Freluquet, dont le bon cœur était toujours en éveil, s’approcha de Madame Renouard et lui murmura à l’oreille :

— Lui pardonnerez-vous, maman… à notre papa ?… Lui aussi, il a beaucoup souffert.

Renouard entrait. Henriette fut frappée des changements que quelques jours avaient opérés, en lui. Son visage était cireux, ses traits tirés, ses yeux rougis et son dos se voûtait. Elle éprouva de la pitié et comme il la remerciait d’avoir consenti à le recevoir, elle répondit avec douceur :

« Étienne ! Je vivrai sous votre toit pour que nous poursuivions ensemble la tâche de notre vie : retrouver notre fils.

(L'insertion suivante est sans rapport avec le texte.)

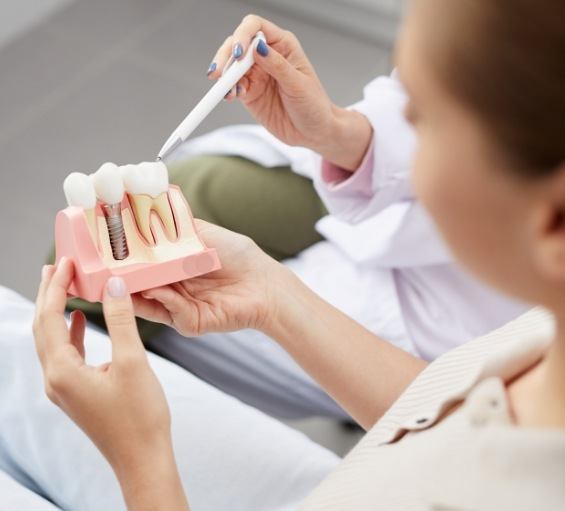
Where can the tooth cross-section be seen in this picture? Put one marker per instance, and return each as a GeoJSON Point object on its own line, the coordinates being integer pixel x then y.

— Et vous me pardonnez ? demanda-t-il avec angoisse.

Malgré la tendresse humble et douloureuse de cette question, Henriette fut inflexible :

— Je vous pardonnerai, dit-elle, quand vous m’aurez rendu Jean-Paul !… En attendant, j’adopte ces enfants !… Voici Jean et voici Pauline… Mes enfants, allez embrasser votre père adoptif.

Le professeur, ému, heureux de ce lien nouveau entre lui et celle dont il aurait tant souhaité se rapprocher entièrement, ouvrit ses bras aux petits déshérités et, les assurant de sa tendresse, les pria d’intercéder en sa faveur auprès de leur mère ; mais Henriette intervint, disant d’un ton ferme :

Étienne, ne me demandez pas une chose au-dessus de mes forces. Si ma présence dans cette maison adoucit votre détresse, vous trouverez en moi une compagne douce et paisible, mais, je vous le dis solennellement, je ne vous pardonnerai qu’en présence de notre fils !

— Et moi, répartit Renouard, je vous jure que, jusqu’à mon dernier souffle ; je n’aurai qu’un seul but, qu’une seule pensée, vous rendre votre enfant !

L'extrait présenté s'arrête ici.